How To Write Copy That Actually Converts — Insights from Charlie Sells
- Chandler Lyles

- Jul 30
- 3 min read
What if your brand voice isn’t the problem—but the platform is? In this episode of The Highlight, Chandler Lyles sits down with Charlie Sells, a seasoned copywriter and content strategist, to unpack the hidden layers of effective messaging for ecommerce brands.
This conversation is a goldmine for founders, marketers, and anyone responsible for digital revenue. Charlie shares battle-tested strategies for matching your message to the medium, optimizing creative through structured testing, and delivering a consistent, emotionally resonant customer experience—after the sale. Whether you're a DTC brand spending thousands on ads or a solopreneur refining your homepage, the episode challenges the assumption that great copy is just about clever words. It’s about empathy, iteration, and alignment.
If your emails aren’t converting, if your landing pages feel flat, or if your brand voice is inconsistent across platforms—this episode will hit home.
Match the Message to the Platform
Too many brands make the mistake of copying and pasting their message across every platform. But what works on LinkedIn won’t necessarily land on TikTok, Amazon, or your email list. Charlie explains that every platform comes with its own algorithmic biases and user expectations. What matters is not just saying the right thing—but saying it in the right way for the context.
Instead of sticking to “your brand’s best practices,” Charlie advises being equally mindful of the platform’s best practices. For example, TikTok favors quick, emotionally engaging storytelling. Amazon requires clarity and keyword optimization. The more your voice adapts without losing brand integrity, the more traction you’ll gain.
Test Like Your Business Depends on It—Because It Does
“Don’t settle,” says Charlie. The highest-converting campaigns rarely win on gut feeling—they win because they’re tested. In one example from his days at Ramsey Solutions, Charlie helped run a multi-round headline test that ultimately revealed a surprising winner. The one they wouldn’t have picked? It converted the best.

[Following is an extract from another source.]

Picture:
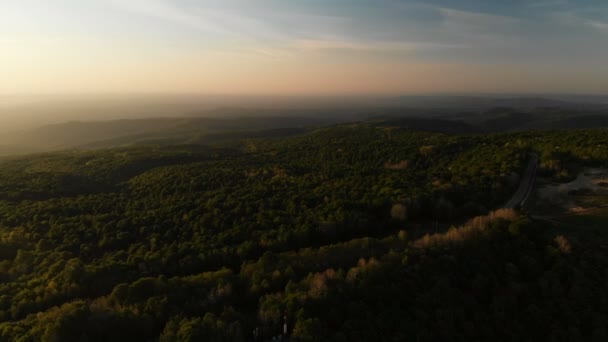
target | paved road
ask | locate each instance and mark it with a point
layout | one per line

He outlines simple but powerful tests: A/B email subject lines (emotional vs transactional), time-of-day sends, even experimenting with sentence case vs all lowercase. The lesson: get your copy out of the echo chamber and into the wild. Even the smallest tweaks—like a well-placed emoji or casual phrasing—can deliver measurable uplift when backed by real data.
Humor Is a Shortcut to the Brain
Levity isn’t just “nice to have.” It’s a conversion tool. “If it sounds like a robot, people are going to check out,” Charlie warns. Humor builds trust, lowers the customer’s guard, and gets your content shared. From Liquid Death’s outrageous campaigns to a clever post-purchase letter Charlie received with a box (“We all know those other bums treat your wallet like a piñata…”), the best brands make you feel something.
But humor only works when it’s aligned with your brand archetype. Liquid Death is the jester. Yeti is the explorer. When brands stray from their emotional lane—like Yeti co-branding a coffin with Liquid Death—it backfires. The takeaway? Know your emotional zone, and play within it. Levity wins when it’s on-brand.
Favorite Quotes From the Episode:
“Do you want to be the brand, or do you want the brand to be the brand? Because the answer to that is going to change everything.”
“Don’t settle. Test and optimize.”
“Copywriters are notorious perfectionists. But sometimes, the best work comes when you throw 20 ideas at the wall and just see what sticks.”
“If it sounds like a robot, people are going to check out.”
“Everything is connected. If your thank you email doesn’t sound like your product page, you’re going to lose.”
Immediate Action Step:
Audit one piece of your current marketing content—like a landing page, product description, or email—and rewrite it for a different platform.
Take the same message and tailor it for TikTok, or shift an email into a LinkedIn-style post.
Notice how the tone, format, and pacing need to change.
This simple exercise will force clarity around your brand voice and reveal new creative angles.